PIFFF 2014, la soirée d'ouverture
Le nouveau film de Takashi Miike
C'est parti pour une nouvelle tournée du PIFFF !
Après le désormais traditionnel discours d’ouverture (plus bref que d’habitude) fut projeté Tempête sur Anorak, un court-métrage plus qu’original réalisé par Paul Cabon et qui mêle romantisme, mysticisme, amitié et voyage dans le temps dans une étrange cambrousse bretonne ou l’on croise des sorcières ou des moutons possédés. Le décalage total du graphisme et des doublages (qui sonnent volontairement faux) donne vraiment l’impression d’être dans une autre dimension, d’autant plus que les situations sont complètement surréalistes, voire incompréhensibles. Ça ne manque pas de charme et c’est assez drôle, en tous cas c’est inclassable et donc parfait pour lancer cette quatrième édition du Paris International Fantastic Film Festival, qui met en avant des films marginaux, métissés, hybrides et hors du commun. Et ça tombe bien, car le film d’ouverture est le nouveau Takashi Miike !
Alors que ses 5 ou 6 derniers films (dont le film de fantômes Over your dead body et le thriller d'action Shield of Straw, présentés dans plusieurs festivals dont celui de Cannes) ne sont toujours pas sortis en France, l'électron libre Takashi Miike, touche-à-tout aussi prolifique qu'imprévisible, sort de sa poche magique ce The Mole Song : Undercover Agent Reiji, un de ces films de cinglés dont il a le secret et comme il n’en avait pas livré depuis un bon moment. L'agent Reiji, c'est d'abord un flic incompétent, impulsif et parfois stupide mais résolument intègre qui est chargé d'infiltrer un des plus puissants clans yakusa du Japon. C'est par une succession de coups de chance (et de miracles) qu'il y parvient, s'attachant même à son "frère" yakuza qui se fait appeler Le Papillon (car il est passionné par les papillons)...

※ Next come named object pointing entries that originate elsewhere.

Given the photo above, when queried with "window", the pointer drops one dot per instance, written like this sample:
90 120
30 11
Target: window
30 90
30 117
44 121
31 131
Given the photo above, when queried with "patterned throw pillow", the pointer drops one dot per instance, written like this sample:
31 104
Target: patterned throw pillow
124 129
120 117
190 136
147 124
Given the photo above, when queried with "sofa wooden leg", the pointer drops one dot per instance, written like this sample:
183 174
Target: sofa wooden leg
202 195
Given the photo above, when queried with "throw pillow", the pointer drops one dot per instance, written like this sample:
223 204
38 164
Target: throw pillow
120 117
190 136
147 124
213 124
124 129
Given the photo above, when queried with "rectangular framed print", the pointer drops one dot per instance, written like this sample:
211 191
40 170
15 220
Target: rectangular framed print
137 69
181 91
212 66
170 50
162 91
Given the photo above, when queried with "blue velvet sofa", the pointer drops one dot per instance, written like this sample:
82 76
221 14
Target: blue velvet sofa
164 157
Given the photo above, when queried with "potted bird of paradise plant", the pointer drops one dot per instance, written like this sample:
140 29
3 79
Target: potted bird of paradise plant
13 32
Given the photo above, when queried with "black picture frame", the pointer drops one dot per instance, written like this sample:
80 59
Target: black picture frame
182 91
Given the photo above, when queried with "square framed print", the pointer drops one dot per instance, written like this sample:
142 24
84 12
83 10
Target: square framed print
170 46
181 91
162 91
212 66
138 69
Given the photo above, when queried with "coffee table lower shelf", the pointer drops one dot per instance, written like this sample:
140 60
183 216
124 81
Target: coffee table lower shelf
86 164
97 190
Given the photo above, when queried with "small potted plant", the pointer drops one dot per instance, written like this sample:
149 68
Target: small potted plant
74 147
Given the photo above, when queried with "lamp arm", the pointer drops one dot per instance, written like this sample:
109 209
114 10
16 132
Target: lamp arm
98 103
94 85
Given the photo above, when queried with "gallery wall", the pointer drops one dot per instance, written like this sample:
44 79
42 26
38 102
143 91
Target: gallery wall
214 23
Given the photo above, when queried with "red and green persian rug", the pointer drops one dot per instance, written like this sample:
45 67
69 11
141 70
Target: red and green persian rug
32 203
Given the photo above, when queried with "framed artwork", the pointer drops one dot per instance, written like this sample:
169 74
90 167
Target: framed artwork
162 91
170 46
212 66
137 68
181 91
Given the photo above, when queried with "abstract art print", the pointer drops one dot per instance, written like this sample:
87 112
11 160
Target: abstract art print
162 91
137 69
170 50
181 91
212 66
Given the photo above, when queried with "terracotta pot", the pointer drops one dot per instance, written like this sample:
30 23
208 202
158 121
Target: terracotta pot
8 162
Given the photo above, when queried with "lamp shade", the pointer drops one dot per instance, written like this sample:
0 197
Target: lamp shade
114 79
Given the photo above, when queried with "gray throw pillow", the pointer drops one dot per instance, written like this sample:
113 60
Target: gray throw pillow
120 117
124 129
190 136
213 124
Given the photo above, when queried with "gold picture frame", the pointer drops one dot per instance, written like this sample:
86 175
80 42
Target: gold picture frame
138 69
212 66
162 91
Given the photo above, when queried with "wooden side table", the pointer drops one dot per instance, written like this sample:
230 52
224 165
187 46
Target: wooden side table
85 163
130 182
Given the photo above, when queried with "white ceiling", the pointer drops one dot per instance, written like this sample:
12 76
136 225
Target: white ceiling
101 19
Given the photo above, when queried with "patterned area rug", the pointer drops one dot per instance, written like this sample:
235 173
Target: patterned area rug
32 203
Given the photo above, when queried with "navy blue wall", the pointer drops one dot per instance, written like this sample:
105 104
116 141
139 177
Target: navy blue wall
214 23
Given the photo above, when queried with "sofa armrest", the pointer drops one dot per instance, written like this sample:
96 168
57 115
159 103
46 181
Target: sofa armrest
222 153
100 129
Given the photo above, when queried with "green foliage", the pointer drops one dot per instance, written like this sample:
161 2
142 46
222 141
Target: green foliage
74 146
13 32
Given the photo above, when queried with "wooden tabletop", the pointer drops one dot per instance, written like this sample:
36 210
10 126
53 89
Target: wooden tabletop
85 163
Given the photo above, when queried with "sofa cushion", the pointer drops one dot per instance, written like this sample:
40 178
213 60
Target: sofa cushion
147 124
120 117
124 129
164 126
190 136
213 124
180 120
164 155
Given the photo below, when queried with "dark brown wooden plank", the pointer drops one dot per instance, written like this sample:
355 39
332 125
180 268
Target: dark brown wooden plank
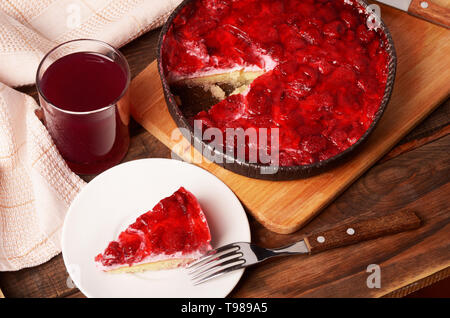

Adaptant de nouveau un manga, Miike exploite et explose les codes du film d'infiltration et du film de yakusa, même si le plus virtuose Sono Sion est déjà passé par-là avec Why don't you play in hell et surtout Tokyo Tribe. Le cinéaste fou prend un postulat de base classique pour le maltraiter, le triturer et le transformer en un sac de nœuds jubilatoire, à coups de fulgurances absurdes, d'éclairs de violence, de rebondissements invraisemblables, de digressions délirantes et d'inventions visuelles (notamment les petites animations en stop motion au début). Armé d'un budget très confortable, il dynamite les genres tout en assurant le spectacle avec de l'action (bastons, fusillades, explosions...) et même de l'émotion (certaines scènes sont étonnement touchantes, notamment avec le Papillon ou la girlfriend), souvent désamorcées par de l'humour. Il y a toujours un décalage permanent, même dans les moments plus dramatiques, mais les personnages se révèlent attachants, que ce soit l’improbable héros gaffeur Reiji (sorte d’inspecteur Clouzot à la sauce japonaise donc barrée), le Papillon ou les trois supérieurs hiérarchiques de Reiji (dont l’excellent Kenichi Endo, le boss du clan japonais dans The Raid 2, déjà dirigé par Miike dans Crows Zero ou Visitor Q...).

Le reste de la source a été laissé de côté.